A mí no me gustaba pepenar, pero me fascinaba esperar al vendedor de pan dulce para escuchar en la radio nacional los cuentos dramatizados del «Gato con botas y el frijolito mágico» en el radio portátil que cargaba en medio de los salpores, la semita y las peperechas dentro del canasto. Lo que sí odiaba era levantarme temprano, entrar al cafetal y cortar el café con el sereno de la madrugada que me entiesaba todos los dedos.
Las chencas y los frijoles parados con un buen queso y dos chorizos asados eran un manjar de dioses. Al final de la jornada, sacar un saco lleno de café del tablón en un carretón no es comida de hocicones, especialmente si sos un cipote de 11 años. Pero me alegraba terminar, pues sabía que era la hora para unirme a la manada de cipotes que vivían en el casco, quienes se convertían en mi pandilla. Era un ritual acostarnos sobre los costales de café que esperaban ser llevados al beneficio y contemplar los cielos estrellados. Solo en Yosemite Park, de California, volví a ver semejante imágenes. Competíamos en contar las estrellas. Yo, que había estudiado algo de las constelaciones, les mostraba, inútilmente, algunas formaciones, pero apenas lograban ubicar a los siete cabritos.

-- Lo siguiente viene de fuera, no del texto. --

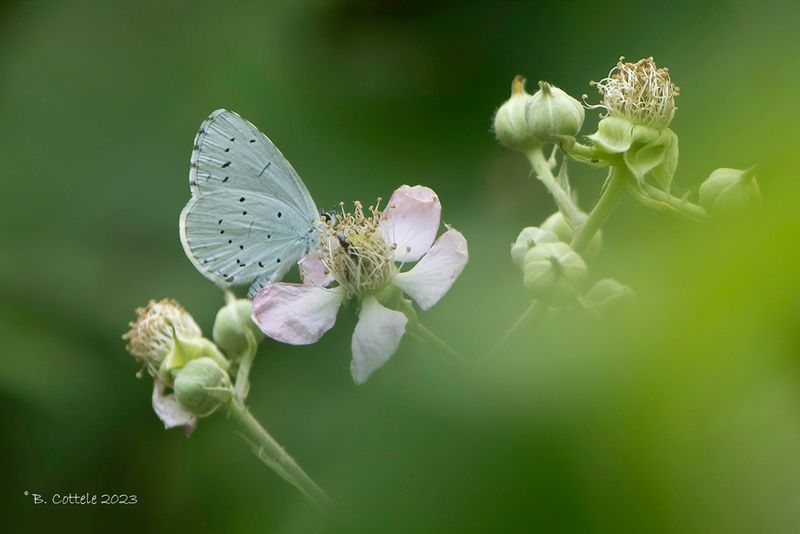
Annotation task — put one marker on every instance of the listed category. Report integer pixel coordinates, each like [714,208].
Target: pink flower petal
[412,220]
[312,270]
[435,273]
[170,411]
[375,338]
[294,313]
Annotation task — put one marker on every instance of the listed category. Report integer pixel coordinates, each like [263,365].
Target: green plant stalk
[615,188]
[272,454]
[242,387]
[685,207]
[421,333]
[541,167]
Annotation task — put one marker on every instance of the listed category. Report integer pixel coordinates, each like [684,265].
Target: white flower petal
[170,411]
[412,220]
[294,313]
[312,270]
[375,338]
[435,273]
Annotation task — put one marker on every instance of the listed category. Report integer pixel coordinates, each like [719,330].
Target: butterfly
[250,218]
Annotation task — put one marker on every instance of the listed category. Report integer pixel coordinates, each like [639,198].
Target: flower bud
[528,238]
[608,295]
[151,336]
[552,113]
[231,327]
[553,272]
[730,191]
[202,386]
[510,122]
[559,226]
[185,350]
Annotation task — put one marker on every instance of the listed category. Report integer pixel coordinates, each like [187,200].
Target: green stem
[584,153]
[242,387]
[419,331]
[612,194]
[536,309]
[683,206]
[541,167]
[271,453]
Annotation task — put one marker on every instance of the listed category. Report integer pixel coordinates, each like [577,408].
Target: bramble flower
[164,338]
[640,100]
[360,253]
[152,336]
[526,121]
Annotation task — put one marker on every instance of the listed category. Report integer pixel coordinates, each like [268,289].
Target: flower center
[355,252]
[151,336]
[639,91]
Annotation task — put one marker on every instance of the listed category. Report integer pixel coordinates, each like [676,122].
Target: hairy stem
[541,167]
[271,453]
[616,185]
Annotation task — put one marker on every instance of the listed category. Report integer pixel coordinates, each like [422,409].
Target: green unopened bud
[187,349]
[234,328]
[528,238]
[202,386]
[552,113]
[608,295]
[730,191]
[510,123]
[553,273]
[559,226]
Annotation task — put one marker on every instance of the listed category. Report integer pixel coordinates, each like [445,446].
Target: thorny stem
[541,167]
[537,309]
[272,454]
[420,332]
[614,190]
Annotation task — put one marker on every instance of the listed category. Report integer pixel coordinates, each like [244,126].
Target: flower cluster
[634,141]
[168,342]
[361,258]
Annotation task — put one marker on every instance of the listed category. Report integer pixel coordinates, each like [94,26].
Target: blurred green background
[683,416]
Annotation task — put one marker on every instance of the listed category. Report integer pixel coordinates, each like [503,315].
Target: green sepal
[614,135]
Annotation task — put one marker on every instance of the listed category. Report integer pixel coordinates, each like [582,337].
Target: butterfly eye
[328,216]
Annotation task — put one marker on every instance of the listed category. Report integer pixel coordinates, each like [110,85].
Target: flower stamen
[639,91]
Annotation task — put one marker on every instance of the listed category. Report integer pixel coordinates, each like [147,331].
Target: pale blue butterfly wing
[250,217]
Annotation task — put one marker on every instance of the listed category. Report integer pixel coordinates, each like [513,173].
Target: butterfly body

No sé a cuántas ferias fue realmente a vender mi abuela ni a cuántas fincas fue a cortar café. Solo sé que nunca aguanté hambre con ella y le debo el haber aprendido a no tener pena de vender lo que sea y de no ahuevarme ante nada ni nadie. Mi abuela también se fue para el norte. Allá llegó a vender ropa que compraba en El Piojito, en Los Ángeles, e iba a revenderla a Santa Ana, California, donde llegaban los pollos que traía mi tía.
Mi abuela Blanca fue una viejita linda que no aprendió a leer ni a escribir, pero fue una mujer que nunca se rindió ante nada; eso sí, le gustaba pasar por el mercado a ensaguanarse un vaso de tamarindo. Después descubrí que era de chicha, y, por su puesto, yo siempre la acompañaba en sus andanzas. Ella daba la vida por nosotros. Yo quiero creer que soy solo una simple extensión de ella y, sobre todo, ser fiel a su filosofía: el que quiere comer pescado, que se moje el culo.